About a hundred planes were involved. The naval planes were launched from aircraft carriers in the Mediterranean Sea, but because both France and Spain had refused overflight privileges to the U.S. aircraft, the planes based in England were forced to fly southwest over the Atlantic Ocean and were required to refuel in flight. More than sixty tons of munitions were dropped during the twelve-minute operation that targeted areas near Libya’s capital, Tripoli, and its second largest city, Benghazi, and focused on military targets as well as Libyan leader Muammar Gaddafi’s residential compound. Civilian neighborhoods as well the French embassy were damaged. Total Libyan casualties were estimated at sixty, and a F-11 fighter-bomber was shot down, killing two Air Force captains.
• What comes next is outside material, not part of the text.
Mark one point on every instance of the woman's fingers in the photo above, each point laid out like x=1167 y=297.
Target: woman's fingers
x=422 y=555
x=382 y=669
Operation El Dorado Canyon drew heavy criticism from several countries, including the Arab countries, the Soviet Union, and France. The United Nations General Assembly adopted resolution 41/38 which "condemns the military attack perpetrated against the Socialist People's Libyan Arab Jamahiriya on 15 April 1986, which constitutes a violation of the Charter of the United Nations and of international law.” Libya continued to sponsor terrorist activities, such as the bombing of Pan Am Flight 103 in 1988.

Television Coverage

Right before the air strike, President Reagan went on live television to announce the bombing, as “America Anchorman” in the words of Howard Rosenberg. The networks stopped their regular programs to cover the attacks.

Confined to their Tripoli hotels, network correspondents were nevertheless able to provide vivid accounts of the air strikes. Steve Delaney from NBC, Charles Glass with ABC, Allen Pizzey with CBS News, and John Donavan from CNN reported on how the city was virtually blacked out, and they could see, hear, and even feel the bombing. Unable to shoot pictures, their reports were reminiscent of World War II radio pieces. In addition to the lack of electricity and shortages of batteries, reporters had to deal with Libyan censorship.

Within an hour, the campaign was over. Dan Rather switched to the White House, where Secretary of State George Shultz and Secretary of Defense Caspar Weinberger held a press conference. The network devoted more time the next day, April 15, to focus on casualties, both Libyan and American.